We detected a significant T2D-GRS and fruit intake interaction in the risk of T2D (P for interaction = 0.03 in Model 1 and 0.04 in Model 2). The ORs of diabetes for each 1-point increase in T2D-GRS were attenuating progressively as the fruit intake levels ascended. Specifically, in Model 1, the OR of diabetes was 1.10 (CI 1.07–1.13) in the first fruit intake level (< 1 times/week), 1.07 (CI 1.05–1.10) in the second level (1–3/week), and 1.07 (CI 1.05–1.08) in the third level (> 3 times/week); in Model 2, the corresponding value was 1.10 (CI 1.07–1.13), 1.08 (CI 1.05–1.10), and 1.07 (CI 1.05–1.08) (Fig. 1).
Fig. 1.
Association of T2D-GRS with risk of T2D stratified by different fruit intake levels. The odds ratios [OR, 95% confidence intervals (CI)] under each fruit intake levels were derived from multiple logistic regression models using the T2D-GRS and covariates as independent variables; the P for interaction values were calculated using the T2D-GRS, fruit intake level, T2D-GRS × fruit intake level, and covariates together as independent variables. The shown data were after adjustments for age, gender, BMI, SBP, DBP, Log-TG, TC, LDL-C, HDL-C, smoking, drinking, physical activity and principle components of dietary factors
Table 1 shows the association of fruit intake with the risk of diabetes stratified by T2D-GRS tertiles.

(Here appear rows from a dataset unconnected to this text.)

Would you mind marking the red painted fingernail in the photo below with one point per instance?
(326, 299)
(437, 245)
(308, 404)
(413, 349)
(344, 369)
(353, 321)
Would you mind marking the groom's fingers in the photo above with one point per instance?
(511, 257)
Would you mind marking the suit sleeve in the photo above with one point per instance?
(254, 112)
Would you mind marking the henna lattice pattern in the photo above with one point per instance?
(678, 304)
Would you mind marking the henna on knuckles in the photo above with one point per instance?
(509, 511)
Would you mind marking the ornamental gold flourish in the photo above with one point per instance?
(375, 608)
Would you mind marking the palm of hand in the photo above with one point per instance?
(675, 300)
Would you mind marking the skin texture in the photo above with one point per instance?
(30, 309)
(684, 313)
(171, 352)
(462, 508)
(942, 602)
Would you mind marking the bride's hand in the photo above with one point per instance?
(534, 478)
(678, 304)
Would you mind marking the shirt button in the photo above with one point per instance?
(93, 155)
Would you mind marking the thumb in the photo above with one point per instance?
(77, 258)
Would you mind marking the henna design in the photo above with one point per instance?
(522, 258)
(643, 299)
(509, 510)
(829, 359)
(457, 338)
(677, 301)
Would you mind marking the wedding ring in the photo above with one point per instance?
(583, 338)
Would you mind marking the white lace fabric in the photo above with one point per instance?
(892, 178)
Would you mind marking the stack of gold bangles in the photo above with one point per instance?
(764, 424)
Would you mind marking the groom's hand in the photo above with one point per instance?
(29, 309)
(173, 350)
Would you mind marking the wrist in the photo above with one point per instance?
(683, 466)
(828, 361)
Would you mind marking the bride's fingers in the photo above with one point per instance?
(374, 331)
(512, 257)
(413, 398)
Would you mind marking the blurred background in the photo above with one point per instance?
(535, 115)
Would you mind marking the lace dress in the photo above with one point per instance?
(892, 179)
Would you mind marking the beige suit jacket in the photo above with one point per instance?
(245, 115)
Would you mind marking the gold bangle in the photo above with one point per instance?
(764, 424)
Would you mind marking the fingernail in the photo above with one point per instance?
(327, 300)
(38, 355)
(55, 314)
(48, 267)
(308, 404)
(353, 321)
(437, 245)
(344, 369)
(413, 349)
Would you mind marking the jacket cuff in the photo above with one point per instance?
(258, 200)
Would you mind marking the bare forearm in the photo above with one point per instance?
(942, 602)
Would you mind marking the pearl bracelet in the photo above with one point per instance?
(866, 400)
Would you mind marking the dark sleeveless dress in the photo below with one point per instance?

Higher fruit intake was significantly associated with a lower risk of T2D; and such effect was increasingly sharper as the tertile ascended (P for interaction ≤ 0.04). In the full adjusted model (Model 2), for participants in the lowest tertile of T2D-GRS, > 3 times/week fruit intake was associated with about 56% lower risk of T2D (OR = 0.44, 95% CI 0.35, 0.56) as compared to < 1 times/week (P < 0.0001); the corresponding ORs were 0.40 (0.33–0.50) in participants at tertile 2 of T2D-GRS and decreased to 0.34 (0.27–0.41) in those at tertile 3 of T2D-GRS (both P < 0.0001) (P for interaction = 0.04).
Table 1.
The risk of T2D presence associated with fruit intake stratified by T2D-GRS tertiles
| Fruit intake Levels | T2D-GRS | P for Interaction | ||||||
|---|---|---|---|---|---|---|---|---|
| Tertile 1 (n = 3885) | Tertile 2 (n = 3885) | Tertile 3 (n = 3887) | ||||||
| OR (95% CI) | P value | OR (95% CI) | P value | OR (95% CI) | P value | |||
| Model 1 | < 1 times/week | 1.00 | 1.00 | 1.00 | 0.03* | |||
| 1–3 times/week | 0.69 (0.55, 0.86) | 0.61 | 0.58 (0.47, 0.72) | 0.03* | 0.57 (0.46, 0.69) | 0.15 | ||
| > 3 times/week | 0.52 (0.42, 0.64) | < 0.0001† | 0.49 (0.41, 0.59) | < 0.0001† | 0.41 (0.34, 0.49) | < 0.0001† | ||
| Model 2 | < 1 times/week | 1.00 | 1.00 | 1.00 | 0.04* | |||
| 1–3 times/week | 0.60 (0.46, 0.76) | 0.26 | 0.48 (0.38, 0.60) | 0.003† | 0.49 (0.40, 0.61) | 0.06 | ||
| > 3 times/week | 0.44 (0.35, 0.56) | < 0.0001† | 0.40 (0.33, 0.50) | < 0.0001† | 0.34 (0.27, 0.41) | < 0.0001† | ||
Data are odds ratios (ORs) and 95% confidence intervals (CI). P values under each T2D-GRS tertiles were derived from multiple logistic regressions using the fruit intake level and covariates as independent variables. P for interaction values were calculated using the T2D-GRS tertile, fruit intake level, T2D-GRS × fruit intake level, and covariates together as independent variables. Model 1 adjusted for age, gender, and body mass index; Model 2 additionally adjusted for systolic and diastolic blood pressure, log transformed triglyceride, total cholesterol, low- and high-density lipoprotein cholesterol, smoking, drinking, physical activity and principal components of dietary factors. *P < 0.05; †P < 0.01
Although the P for interaction of the sensitivity analyses using subpopulations with no self-awareness of T2D (P = 0.34) or no dietary interventions for T2D (P = 0.10) failed to pass the significant threshold given the loss of sample size, the trends of variation from the lower to the higher strata were in highly consistent with the analysis outcome in the integral population (Supplemental Tables 3, 4).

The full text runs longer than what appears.